In this tournament I was doing scribing for the first time, so I was able to flip through the sheets and see her heat times, but she was running in the 3rd spot, and although her passes were tighter than in the previous tournament we really haven't spent a lot of time working on tightening them up, we've been getting her used to passing into and being passed into by a variety of dogs. The times I saw were mostly in the 5 to 5.5 range, with a couple over that - 5.6, 5.8. But as you know, that's from the time the previous dog crossed the finish line, not from when Halo crossed the start line, so it's not an accurate representation of her speed. Only the starting dog shows an accurate time, but as we tighten up her passes we'll have better times, even if her speed is the same. 

It's funny, Jasmine, one of the dogs that was in the 4th spot for several of Halo's races, was apparently snarking at her every time she ran by. I didn't even know, since once she hits the box my back is turned and I'm running in the other direction. They were mentioning it afterwards, saying it wasn't cool - but also that Halo didn't care, lol! 

She's pretty solid, she definitely gets what her job is and she does it, even though her speed isn't exactly earthshaking at this point. We only did a recall in the warmup period for her first race on Saturday but she didn't seem to need it so we didn't bother for any of the other races, even when we switched sides. We tried having her do a full run by herself in the first race, starting at 25 feet, and she totally bypassed the jumps and seemed confused about what she was supposed to do and where she was supposed to go. So the club captain had me bring her up to the 10 foot line and start her from there, and she rocked it. We did her first two races from there, and were going to try to warm her up from further back in her last race, but that was the one where she pooped in the ring and we didn't get a warmup at all, so we started her at 10 feet again. 

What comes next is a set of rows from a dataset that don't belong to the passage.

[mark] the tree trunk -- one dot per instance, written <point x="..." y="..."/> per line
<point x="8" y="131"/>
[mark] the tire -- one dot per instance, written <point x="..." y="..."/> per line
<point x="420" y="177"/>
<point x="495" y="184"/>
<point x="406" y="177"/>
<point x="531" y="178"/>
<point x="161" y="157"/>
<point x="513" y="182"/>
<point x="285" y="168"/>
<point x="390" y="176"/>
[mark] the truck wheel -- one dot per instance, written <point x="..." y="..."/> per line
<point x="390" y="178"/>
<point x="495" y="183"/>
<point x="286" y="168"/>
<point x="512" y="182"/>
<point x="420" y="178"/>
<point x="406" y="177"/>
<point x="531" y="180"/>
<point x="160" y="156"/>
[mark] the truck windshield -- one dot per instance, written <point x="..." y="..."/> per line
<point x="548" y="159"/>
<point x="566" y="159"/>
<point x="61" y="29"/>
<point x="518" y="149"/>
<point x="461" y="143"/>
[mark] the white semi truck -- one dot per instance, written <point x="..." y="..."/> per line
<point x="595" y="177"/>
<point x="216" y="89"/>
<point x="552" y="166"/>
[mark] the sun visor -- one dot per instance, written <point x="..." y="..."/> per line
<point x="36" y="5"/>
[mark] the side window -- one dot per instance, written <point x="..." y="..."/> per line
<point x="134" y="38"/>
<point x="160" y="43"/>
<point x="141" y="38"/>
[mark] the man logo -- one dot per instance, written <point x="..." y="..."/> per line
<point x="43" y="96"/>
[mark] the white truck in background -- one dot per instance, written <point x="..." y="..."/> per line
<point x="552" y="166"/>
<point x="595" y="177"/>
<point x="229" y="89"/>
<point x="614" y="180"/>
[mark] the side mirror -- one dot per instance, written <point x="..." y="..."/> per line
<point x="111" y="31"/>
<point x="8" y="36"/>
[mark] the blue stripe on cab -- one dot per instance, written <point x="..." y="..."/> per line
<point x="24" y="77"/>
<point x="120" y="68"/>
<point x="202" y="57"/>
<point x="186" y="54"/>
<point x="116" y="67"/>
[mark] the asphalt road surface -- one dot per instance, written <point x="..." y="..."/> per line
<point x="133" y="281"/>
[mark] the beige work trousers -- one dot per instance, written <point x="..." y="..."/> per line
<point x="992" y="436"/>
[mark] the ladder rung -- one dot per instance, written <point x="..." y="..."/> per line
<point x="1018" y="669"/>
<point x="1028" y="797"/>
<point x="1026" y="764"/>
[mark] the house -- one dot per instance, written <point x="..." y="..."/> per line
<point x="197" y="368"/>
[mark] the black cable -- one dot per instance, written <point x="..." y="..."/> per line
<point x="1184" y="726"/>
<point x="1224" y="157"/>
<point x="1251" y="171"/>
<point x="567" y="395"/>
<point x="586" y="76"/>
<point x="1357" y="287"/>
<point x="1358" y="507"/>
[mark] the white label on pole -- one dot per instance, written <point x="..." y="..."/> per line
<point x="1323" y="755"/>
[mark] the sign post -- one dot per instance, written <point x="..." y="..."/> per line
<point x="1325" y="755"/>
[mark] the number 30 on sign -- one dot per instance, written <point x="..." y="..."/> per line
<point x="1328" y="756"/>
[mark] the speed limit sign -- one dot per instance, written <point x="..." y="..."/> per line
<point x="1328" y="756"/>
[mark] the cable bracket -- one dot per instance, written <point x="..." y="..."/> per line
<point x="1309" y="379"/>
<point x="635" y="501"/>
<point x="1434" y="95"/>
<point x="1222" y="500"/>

On Sunday we had the chance to do a full run with the whole lineup in the first warmup, and she had no trouble with that, so for all her races on Sunday we started her from 20 feet. I think she'll be faster if we can start her further back and give her a chance to pick up steam before she gets to the start line, and we're gradually working up to that. But really, I'm just so happy that she ran all her heats without mistakes, and so did all the other dogs in her races.


----------



## FG167 (Sep 22, 2010)

Congrats again! We are putting LC GSDs on the flyball map LOL Kastle's first tourney is next weekend  I wish you were closer so 1. we could run together and 2. I could get a nifty tug like yours!


----------



## Shade (Feb 20, 2012)

Congratulations!


----------



## Cassidy's Mom (Mar 30, 2003)

FG167 said:


> Congrats again! We are putting LC GSDs on the flyball map LOL Kastle's first tourney is next weekend  I wish you were closer so 1. we could run together and 2. I could get a nifty tug like yours!


Me too! Good luck with Kastle, I know he'll do great. Is he going to run on a team, or start with singles or doubles first? 

LC GSDs rule!!! :thumbup:


----------



## Andaka (Jun 29, 2003)

Way to go, Halo!!! And to Debbie too.


----------